Thursday, January 27, 2005

The problem with Social Security

In a nutshell - there is no problem with it for the most part - the demographic trends that are being used by the Bush administration to push their goal of privatization are, in effect, a series of worst-case scenarios that assume several things continue or worsen for the next 40+ years:

- The population will continue to skew older
- Life expectancies will climb rapidly
- There are no other population bulges coming down the pike
- Baby boomers will live a long, long time.

I suspect most of those tendencies will not be as bad as assumed by the SSA, but it's their job to assume the worst. That's what actuaries do.

See, here's the reality behind it, and why some folks (mainly the ones who think FDR was a pinko) want desperately to see the existing Social Security system blown up: Social Security was designed to provide a modest guaranteed income to retirees and the disabled, and is mainly funded by the ongoing revenues paid into it. That money is then used to buy government bonds, in turn providing a small, guaranteed rate of return. Back in the 1980s, SSA actuaries saw the baby boomers coming of age, and realized that they would be retiring eventually and would be making huge demands on the system - demands that could not be met as things stood.

So congress and Reagan actually agreed on something: they raised the Social Security tax. By doing this, they began building up a cushion (the "trust fund") that would build and eventually be drawn down as the boomers retired. As things stand right now, that cushion will stop growing in about 15 years, and depending on whether you believe the SSA or the CBO, sometime between 2045 and 2052 the reserve will be exhausted, so to keep things as they are either benefits would have to be cut or the payroll tax that funds Social Security would have to be increased.
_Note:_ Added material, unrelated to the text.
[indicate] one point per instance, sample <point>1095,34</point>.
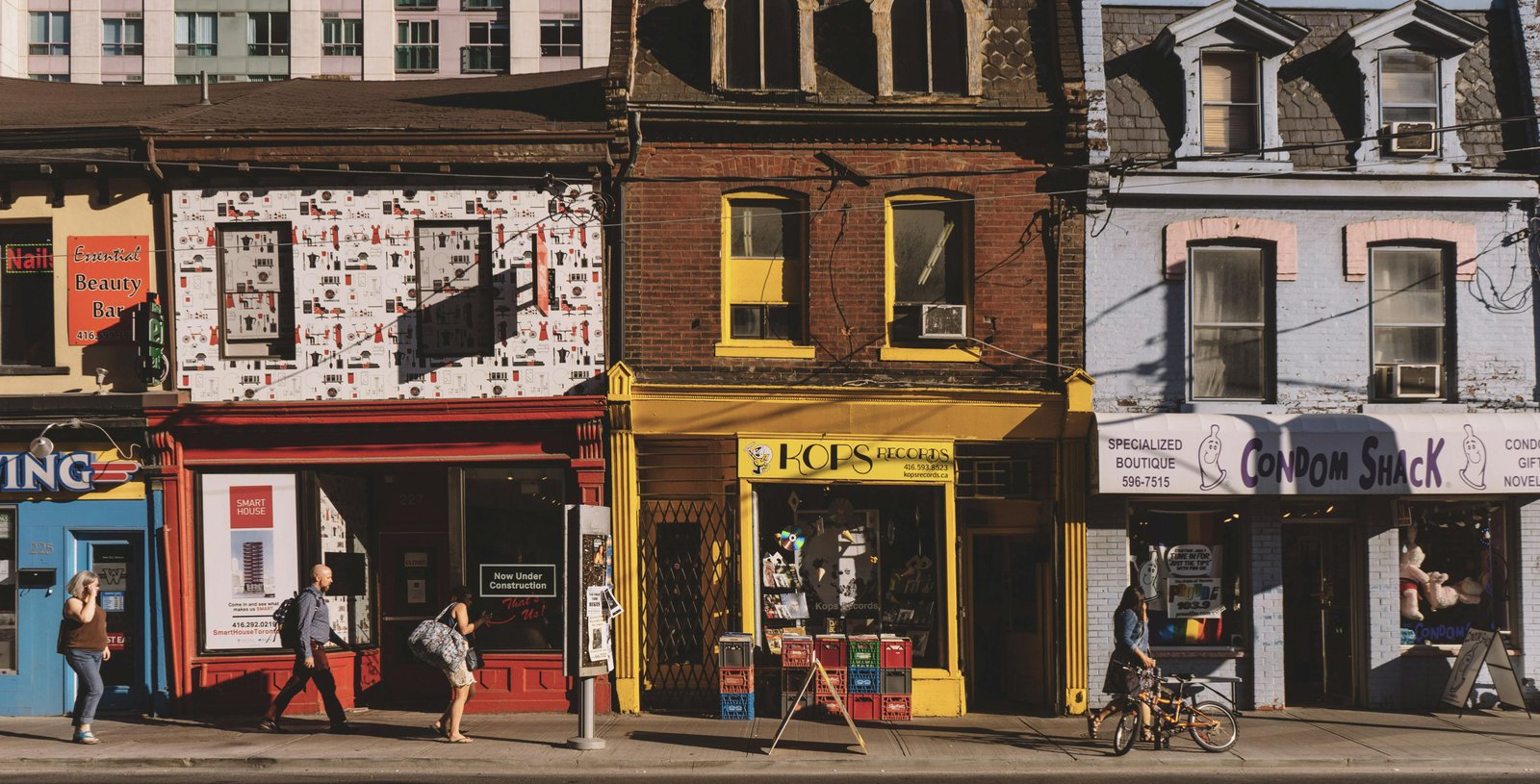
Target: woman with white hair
<point>82,640</point>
Part of the catch here is that the SSA buys Treasury bonds, which basically fund our deficit spending. As they come due, it effectively increases the total debt, but moves it into a different ledger. The Bush administration would love to write that off, and make the deficits look smaller as a result. So they'd like to "privatize" Social Security - having participants assign a certain amount of their money to play the market. Their ultimate goal is to eliminate Social Security entirely, and shift all the money into private accounts. The problem here is that taking that money out of the pool to go to stocks does a couple of things. First, it reduces the pool - and that actually moves up the date of reckoning. Second, it adds an extra dose of risk to the retirement process - that sum that Grandma is counting on? It may not be there for her. Stocks are inherently risky, though they do have a good history. Of course, stocks are much more expensive as a multiple of earnings than they once were, and our economy is in peril of losing it's place as the "standard" of the world economic system, but why spoil the party?
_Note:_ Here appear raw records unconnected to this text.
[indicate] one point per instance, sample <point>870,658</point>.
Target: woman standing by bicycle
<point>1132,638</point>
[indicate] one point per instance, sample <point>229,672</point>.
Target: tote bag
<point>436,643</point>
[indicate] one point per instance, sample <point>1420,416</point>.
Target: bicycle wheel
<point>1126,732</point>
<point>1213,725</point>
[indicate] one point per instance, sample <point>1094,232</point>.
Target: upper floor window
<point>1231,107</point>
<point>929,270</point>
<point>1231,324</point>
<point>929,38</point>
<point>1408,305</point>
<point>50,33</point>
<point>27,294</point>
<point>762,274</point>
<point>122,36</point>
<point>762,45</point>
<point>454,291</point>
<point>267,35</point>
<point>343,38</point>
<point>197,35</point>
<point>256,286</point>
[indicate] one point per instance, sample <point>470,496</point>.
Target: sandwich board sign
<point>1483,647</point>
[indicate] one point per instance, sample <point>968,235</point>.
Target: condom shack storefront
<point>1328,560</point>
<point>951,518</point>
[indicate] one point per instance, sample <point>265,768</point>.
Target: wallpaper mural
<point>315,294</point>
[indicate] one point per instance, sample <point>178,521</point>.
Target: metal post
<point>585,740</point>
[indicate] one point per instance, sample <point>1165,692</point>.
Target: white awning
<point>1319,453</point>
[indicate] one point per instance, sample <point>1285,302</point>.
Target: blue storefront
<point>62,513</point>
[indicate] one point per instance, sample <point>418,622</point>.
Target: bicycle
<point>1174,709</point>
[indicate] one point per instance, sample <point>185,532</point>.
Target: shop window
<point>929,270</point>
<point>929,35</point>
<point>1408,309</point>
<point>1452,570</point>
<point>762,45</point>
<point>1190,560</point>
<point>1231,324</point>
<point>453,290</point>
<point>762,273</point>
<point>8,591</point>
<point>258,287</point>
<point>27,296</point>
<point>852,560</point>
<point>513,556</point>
Choice is good, but that's why we have other retirement vehicles available to us as individuals. All privatizing Social Security does is increase the risk associated with that basic pension, and gives a bunch of money to the people on Wall Street who are safe Republican votes anyway (do you thing that they'll handle your Social Security account for free, out of the goodness of their little hearts?) Wrong.

Now are there things we can do to increase the rate of return on Social Security? Absolutely. With minimal risk, we could allow the SSA to invest in vehicles other than Treasuries (but very low-risk), or we could raise the exemption (right now, I believe the line is around $95,000 - any income over that does not get taxes for Social Security purposes), or we could means-test the recipients (perhaps if you make over, say, $200k per year you get a reduced benefit). Or some combination of all those. The important point is that Social Security is not so broken that the fix is difficult. But George Bush would like you to think otherwise.
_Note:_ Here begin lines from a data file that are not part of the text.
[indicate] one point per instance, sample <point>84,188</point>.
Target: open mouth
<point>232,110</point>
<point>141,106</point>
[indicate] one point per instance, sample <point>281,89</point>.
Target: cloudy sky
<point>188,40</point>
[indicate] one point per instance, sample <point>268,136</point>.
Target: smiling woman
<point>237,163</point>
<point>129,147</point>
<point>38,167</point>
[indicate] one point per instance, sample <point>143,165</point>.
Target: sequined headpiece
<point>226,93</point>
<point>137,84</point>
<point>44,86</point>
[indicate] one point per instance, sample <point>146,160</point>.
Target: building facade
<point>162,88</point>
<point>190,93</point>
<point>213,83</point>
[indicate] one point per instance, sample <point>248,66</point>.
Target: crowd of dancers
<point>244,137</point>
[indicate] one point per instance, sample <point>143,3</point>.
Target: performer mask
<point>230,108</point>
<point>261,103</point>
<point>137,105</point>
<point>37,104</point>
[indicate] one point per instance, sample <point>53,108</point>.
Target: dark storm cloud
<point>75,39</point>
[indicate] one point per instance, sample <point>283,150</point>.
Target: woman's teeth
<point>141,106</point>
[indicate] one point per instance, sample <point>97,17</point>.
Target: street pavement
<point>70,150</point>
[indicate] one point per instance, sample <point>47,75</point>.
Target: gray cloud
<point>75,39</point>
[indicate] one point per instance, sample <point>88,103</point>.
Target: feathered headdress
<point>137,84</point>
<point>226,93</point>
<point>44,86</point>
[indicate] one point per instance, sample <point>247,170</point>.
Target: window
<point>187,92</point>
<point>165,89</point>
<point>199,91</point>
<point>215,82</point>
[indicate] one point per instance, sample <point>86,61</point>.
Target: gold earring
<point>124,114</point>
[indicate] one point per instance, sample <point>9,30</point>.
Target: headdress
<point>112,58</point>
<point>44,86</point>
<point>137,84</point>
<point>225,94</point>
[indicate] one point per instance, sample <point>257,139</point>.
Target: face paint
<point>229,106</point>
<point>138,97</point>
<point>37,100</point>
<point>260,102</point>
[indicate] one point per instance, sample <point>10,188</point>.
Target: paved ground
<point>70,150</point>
Remember, Social Security was not designed to be yet another investment vehicle for you, the eventual retiree. It was designed to be a simple, "pay as you go" system that would ultimately pay you a modest stipend upon retirement in exchange for your paying for the retirees before you. It's worked fairly well for two full generations, and with minor tweaking will work for many more to come.

If I were designing my own retirement system, would I set up the SSA? No - it's not bad, but it could be better. And as structured, the SSA payroll tax is pretty regressive. But it's worked well so far, despite the flaws. As for privatization? Look up what's happened in Chile and in Britain - two countries that have tried privatization to any degree. And then tell me you still favor it.